# John Zorn



## vamos (Oct 9, 2009)

most important composer of the 20th century (alongside schoenberg, cage, stravinsky, stockhausen)


----------



## vamos (Oct 9, 2009)

and miles davis...whoops


----------



## andruini (Apr 14, 2009)

I wouldn't go so far as to make or consider that affirmation, but he's a very interesting musician, and a great force in today's music.. I love most everything he does.. Except for the wilder things like Naked City..


----------



## Argus (Oct 16, 2009)

I like him and I have been enjoying his new album, _o'o_, but he really isn't anywhere near as important as those other composers you mentioned. Stravinsky and Schoenberg influenced the evolution of classical music more than any other composer I can think of. There's music before Schoenberg and then music after him. I think he made an even greater step forward (or side-step) than Beethoven.

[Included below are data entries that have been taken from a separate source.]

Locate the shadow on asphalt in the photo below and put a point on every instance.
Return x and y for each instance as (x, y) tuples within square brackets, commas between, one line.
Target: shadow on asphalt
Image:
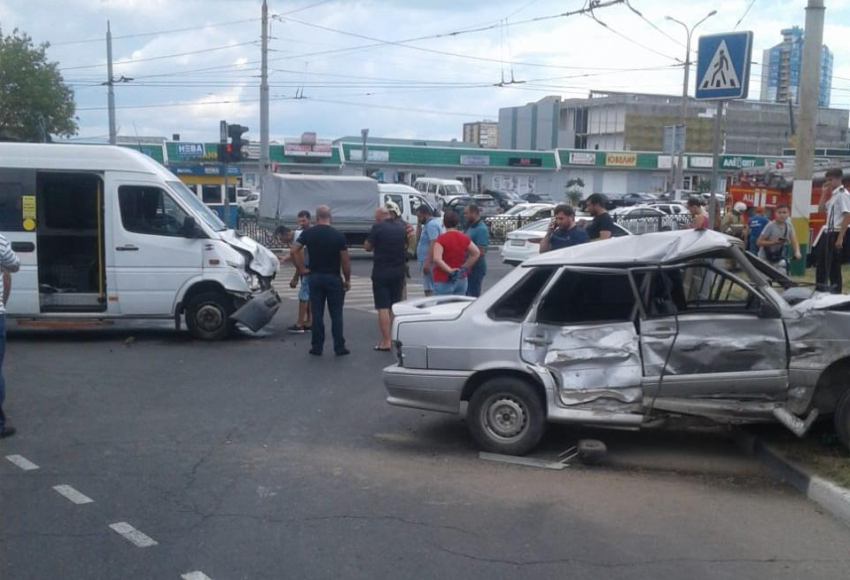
[(701, 453)]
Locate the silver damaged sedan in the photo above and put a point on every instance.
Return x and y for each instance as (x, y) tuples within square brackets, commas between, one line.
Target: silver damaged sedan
[(627, 333)]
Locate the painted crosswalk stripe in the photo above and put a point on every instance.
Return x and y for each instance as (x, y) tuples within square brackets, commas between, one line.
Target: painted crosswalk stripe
[(359, 297), (139, 539), (197, 575), (72, 494), (22, 462)]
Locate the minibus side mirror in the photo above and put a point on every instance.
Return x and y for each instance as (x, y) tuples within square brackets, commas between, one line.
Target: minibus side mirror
[(190, 227)]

It's hard to evaluate Miles Davis. He made some of the greatest albums of the 20th and in doing so kind of destroyed jazz. He was a great musician but more importantly surrounded himself with other great musicians. And he was just a bad ***.

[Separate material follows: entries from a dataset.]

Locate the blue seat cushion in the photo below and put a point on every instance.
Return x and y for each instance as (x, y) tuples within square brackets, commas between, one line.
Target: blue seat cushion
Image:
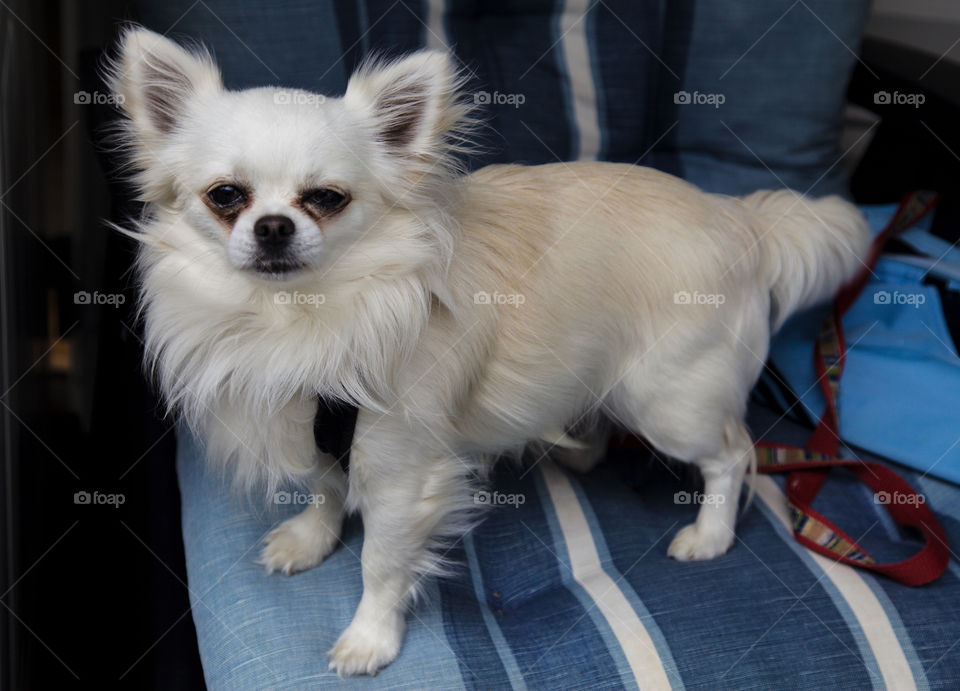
[(567, 585)]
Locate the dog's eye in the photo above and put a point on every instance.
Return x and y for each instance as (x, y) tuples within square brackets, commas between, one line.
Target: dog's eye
[(226, 196), (325, 199)]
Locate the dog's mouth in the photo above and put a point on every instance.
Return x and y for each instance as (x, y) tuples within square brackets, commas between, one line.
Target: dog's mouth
[(276, 269)]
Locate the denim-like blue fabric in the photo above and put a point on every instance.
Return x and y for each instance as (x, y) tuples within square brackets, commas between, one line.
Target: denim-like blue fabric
[(512, 616)]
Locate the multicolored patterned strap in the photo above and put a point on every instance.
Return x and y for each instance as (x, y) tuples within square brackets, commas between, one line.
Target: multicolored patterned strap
[(809, 467)]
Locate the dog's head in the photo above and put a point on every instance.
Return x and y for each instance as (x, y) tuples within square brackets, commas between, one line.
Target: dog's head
[(285, 182)]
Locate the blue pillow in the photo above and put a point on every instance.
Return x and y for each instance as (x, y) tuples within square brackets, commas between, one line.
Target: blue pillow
[(753, 91)]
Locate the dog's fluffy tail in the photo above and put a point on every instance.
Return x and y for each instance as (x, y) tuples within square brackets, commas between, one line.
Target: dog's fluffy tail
[(810, 247)]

How about Philip Glass? I hear his influence in a lot of current TV and film soundtracks. An dalthough I really don't like him Bob Dylan has to be considered. Lennon/McCartney, Brian Wilson, Charlie Parker, Jimi Hendrix, Leo Sayer, too many to mention before Zorn.


----------



## JSK (Dec 31, 2008)

I have been rehearsing his game piece "Cobra" with a group off an on the last few months. It's a lot of fun, and the auditory result is usually much better than you would expect.


----------